To make matters worse, the typical salesperson launches into a scripted monologue that sounds something like this. “Hi, my name is…I represent…I’m going to be in your area on…I’d like to stop by and…” The prospect doesn’t have much of a chance to do anything but sit back and wait for the speech to end. Do you know anyone who likes getting these calls?
So what’s a salesperson to do? One of Sandler Training’s President’s Club members named Terry stumbled onto the solution. She had recently begun working as an independent insurance agent. She worked hard all weekend developing her cold call script and was proud of her masterpiece. She got it down to only two pages, making sure to have an answer for anything the prospect could throw at her. It was so good, some of her coworkers asked her to copy it for them. She gladly did so, then sat down at her desk to make her dials.
On her first call, Terry was put right through to the company president. “Hello, this is Nick Spencer. What can I do for you?”
It was at that point, Terry realized she had left her script on the copy machine. She started to panic.
“Uh, this is Terry from uh, from Baldwin & Associates,” she replied, feeling a bit queasy.
There was about ten seconds of dead silence before Terry plowed on, “Nick, it doesn’t sound like you know me.” More silence. Terry wanted to die.

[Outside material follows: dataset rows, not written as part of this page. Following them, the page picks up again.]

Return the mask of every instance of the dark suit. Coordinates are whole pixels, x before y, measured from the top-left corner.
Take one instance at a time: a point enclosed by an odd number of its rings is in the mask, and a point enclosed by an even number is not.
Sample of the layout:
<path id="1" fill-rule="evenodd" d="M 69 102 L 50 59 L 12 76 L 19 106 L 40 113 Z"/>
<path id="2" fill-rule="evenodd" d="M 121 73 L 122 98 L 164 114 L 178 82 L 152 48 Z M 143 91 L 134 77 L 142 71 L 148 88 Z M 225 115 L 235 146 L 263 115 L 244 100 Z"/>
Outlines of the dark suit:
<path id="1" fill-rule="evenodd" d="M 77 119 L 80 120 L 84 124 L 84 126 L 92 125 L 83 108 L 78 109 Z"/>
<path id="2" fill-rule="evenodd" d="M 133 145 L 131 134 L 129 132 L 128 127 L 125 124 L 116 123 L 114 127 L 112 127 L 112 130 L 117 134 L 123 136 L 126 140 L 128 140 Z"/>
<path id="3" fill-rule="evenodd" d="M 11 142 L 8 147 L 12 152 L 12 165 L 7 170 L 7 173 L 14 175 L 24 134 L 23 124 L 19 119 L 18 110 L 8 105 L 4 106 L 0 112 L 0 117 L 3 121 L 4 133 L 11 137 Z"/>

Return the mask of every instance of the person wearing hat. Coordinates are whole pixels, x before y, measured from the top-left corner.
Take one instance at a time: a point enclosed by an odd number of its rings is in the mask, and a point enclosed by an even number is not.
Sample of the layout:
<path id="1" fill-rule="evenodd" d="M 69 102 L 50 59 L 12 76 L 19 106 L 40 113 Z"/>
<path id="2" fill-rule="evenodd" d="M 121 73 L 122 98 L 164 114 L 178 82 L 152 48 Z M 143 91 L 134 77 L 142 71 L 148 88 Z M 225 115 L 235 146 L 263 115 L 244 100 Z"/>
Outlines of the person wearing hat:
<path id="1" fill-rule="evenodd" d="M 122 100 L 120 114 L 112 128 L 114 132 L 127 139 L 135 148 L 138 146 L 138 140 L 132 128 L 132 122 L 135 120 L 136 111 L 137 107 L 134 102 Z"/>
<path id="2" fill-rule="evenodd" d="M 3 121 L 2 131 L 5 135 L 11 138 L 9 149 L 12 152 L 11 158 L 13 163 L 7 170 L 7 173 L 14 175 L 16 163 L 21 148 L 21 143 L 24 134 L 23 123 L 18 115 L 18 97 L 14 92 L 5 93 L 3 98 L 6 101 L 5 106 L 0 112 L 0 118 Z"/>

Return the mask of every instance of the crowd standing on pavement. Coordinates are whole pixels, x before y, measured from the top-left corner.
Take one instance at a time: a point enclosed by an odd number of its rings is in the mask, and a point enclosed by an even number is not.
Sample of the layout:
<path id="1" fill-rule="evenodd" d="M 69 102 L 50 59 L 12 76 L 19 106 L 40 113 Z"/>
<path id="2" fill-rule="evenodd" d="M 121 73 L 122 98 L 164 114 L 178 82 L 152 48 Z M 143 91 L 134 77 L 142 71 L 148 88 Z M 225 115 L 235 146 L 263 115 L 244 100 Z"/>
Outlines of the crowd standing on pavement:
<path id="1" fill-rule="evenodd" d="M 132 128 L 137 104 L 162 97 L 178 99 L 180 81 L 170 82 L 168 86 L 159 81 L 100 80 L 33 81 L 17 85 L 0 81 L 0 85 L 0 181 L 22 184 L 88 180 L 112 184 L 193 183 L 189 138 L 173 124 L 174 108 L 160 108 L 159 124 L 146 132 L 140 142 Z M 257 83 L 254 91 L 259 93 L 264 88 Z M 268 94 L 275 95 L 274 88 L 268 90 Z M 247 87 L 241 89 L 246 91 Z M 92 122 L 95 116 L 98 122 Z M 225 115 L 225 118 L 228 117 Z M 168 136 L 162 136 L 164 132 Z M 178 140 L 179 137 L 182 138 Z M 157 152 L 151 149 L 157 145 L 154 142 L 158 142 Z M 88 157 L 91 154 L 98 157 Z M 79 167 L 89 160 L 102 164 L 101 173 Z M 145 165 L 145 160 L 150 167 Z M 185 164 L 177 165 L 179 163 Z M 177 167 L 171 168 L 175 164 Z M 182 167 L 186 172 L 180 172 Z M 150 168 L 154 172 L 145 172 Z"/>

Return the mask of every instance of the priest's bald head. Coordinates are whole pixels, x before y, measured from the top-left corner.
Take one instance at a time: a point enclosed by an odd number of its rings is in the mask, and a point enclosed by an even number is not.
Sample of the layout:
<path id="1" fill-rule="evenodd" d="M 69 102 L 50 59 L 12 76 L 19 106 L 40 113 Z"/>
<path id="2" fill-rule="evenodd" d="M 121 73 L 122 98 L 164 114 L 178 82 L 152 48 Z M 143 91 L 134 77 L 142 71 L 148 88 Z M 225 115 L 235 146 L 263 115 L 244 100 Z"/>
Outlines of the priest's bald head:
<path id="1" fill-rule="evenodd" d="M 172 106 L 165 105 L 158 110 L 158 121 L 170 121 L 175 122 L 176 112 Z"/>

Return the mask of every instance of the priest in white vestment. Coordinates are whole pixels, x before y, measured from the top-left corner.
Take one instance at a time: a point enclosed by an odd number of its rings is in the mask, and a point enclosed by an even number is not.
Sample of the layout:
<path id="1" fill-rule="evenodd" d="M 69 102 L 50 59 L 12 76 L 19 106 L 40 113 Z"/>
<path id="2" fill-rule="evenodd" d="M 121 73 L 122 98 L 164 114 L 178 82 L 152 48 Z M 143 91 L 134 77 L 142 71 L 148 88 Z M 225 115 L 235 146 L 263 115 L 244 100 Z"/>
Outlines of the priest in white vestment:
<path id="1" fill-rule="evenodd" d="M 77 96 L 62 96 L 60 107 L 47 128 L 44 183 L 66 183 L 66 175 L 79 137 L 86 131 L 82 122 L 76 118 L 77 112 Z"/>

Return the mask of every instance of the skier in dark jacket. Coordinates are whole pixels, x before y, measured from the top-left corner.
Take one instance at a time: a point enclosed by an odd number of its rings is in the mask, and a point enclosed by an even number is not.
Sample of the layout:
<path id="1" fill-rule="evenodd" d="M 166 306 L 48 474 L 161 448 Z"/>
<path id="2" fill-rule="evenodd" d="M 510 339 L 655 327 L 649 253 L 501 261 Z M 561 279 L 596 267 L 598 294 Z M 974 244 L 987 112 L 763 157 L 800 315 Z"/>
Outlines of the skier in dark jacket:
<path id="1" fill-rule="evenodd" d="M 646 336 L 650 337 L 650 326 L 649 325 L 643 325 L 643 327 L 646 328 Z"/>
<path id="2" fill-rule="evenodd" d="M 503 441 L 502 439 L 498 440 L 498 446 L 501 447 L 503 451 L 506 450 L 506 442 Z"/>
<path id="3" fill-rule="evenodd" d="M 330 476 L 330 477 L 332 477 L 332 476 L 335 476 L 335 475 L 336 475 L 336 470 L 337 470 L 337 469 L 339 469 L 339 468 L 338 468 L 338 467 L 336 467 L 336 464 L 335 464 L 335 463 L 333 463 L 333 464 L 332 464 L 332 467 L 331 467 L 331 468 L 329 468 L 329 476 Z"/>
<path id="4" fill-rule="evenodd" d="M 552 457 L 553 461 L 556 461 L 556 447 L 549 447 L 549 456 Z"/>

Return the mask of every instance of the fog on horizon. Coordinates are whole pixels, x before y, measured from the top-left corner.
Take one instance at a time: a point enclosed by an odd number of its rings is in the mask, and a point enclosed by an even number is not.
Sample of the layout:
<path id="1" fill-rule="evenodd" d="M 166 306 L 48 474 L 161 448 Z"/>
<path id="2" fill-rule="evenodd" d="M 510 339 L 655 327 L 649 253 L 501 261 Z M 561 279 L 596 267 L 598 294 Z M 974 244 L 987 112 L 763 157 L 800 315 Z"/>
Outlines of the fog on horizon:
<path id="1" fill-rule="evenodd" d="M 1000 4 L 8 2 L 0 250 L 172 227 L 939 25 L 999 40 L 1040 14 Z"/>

“I don’t think so.” said Nick. “What is this about?”
When the prospect asked, “What is this about?”, Terry began to gain confidence.
“Well, I’m not really sure…I think someone, perhaps you, was looking for information about the products I represent.” Terry then waited.
“Could be. Tell me a bit, and we’ll go from there.” Said Nick. Five minutes later, Terry had her first appointment.
Instead of launching into her script and a five minute monologue, Terry winged it and stumbled onto an excellent response. The prospect was still interrupted and had no idea what the call was about. He needed more information, so he invited Terry to talk. To put it another way, Terry got permission to interrupt her prospect’s day.
Are you forcing prospects to listen to scripted monologues and hard closes? Doing so puts the prospect in control. Instead, try dummying up like Terry did - only do it on purpose. Being “invited” to tell your story puts you in control of the call.